CVEs are usually a criminal’s first entrance to a company, but they can also be the deciding factor for blue team cybersecurity units to lock down suspicious activity before it occurs. This allows you to effectively shrink your attack surface, helping to manage risk. This acts as a deterrent for many cybercriminals who often look for the easiest target.
If you are taking note of ransomware as it hits the news, then it may already be too late. Cybercriminals work quickly with ruthless efficiency meaning that you should have an evolving understanding of your potential threat profile in real-time. To do this, enterprises must practice continuous vulnerability assessment and make the most of threat intelligence, to detect and mitigate risks in your unique digital environment. This will help to level up your security hygiene and prevent ransomware before it could make its way in. By constantly scanning your internal systems against the external threat landscape, businesses are able to have a better view of their risk profile and take relevant action. In the age of ‘alert fatigue’ having access to threat intelligence is pivotal to any risk based security strategy and allows businesses to focus on fixing vulnerabilities that pose a real risk, rather than making assumption-driven remediation decisions.
If the past several months are anything to go by, then the ransomware epidemic will likely become worse before it gets better.
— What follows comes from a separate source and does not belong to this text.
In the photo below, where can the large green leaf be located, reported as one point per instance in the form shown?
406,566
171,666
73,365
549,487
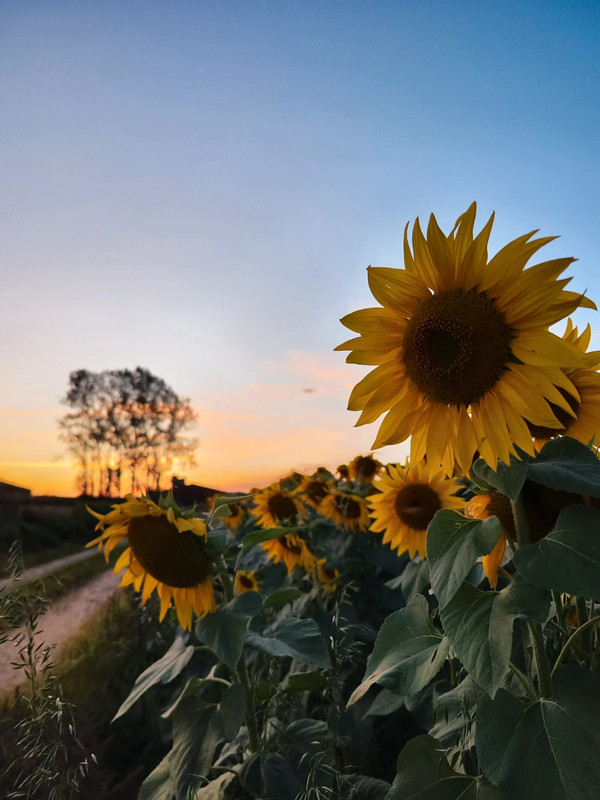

If you fail to prepare and follow security best practice, then you should prepare a contingency plan for a ransom hit. No business wants to be forced to shut down operations due to a security incident, and potential customers have a long memory when it comes to high-profile data breach and buying decisions. This means that cybersecurity could be a business differential, not just by preventing ransomware from impacting your critical systems, but by allowing you to gain customer trust ahead of the competition and limiting disruption for vital services like healthcare.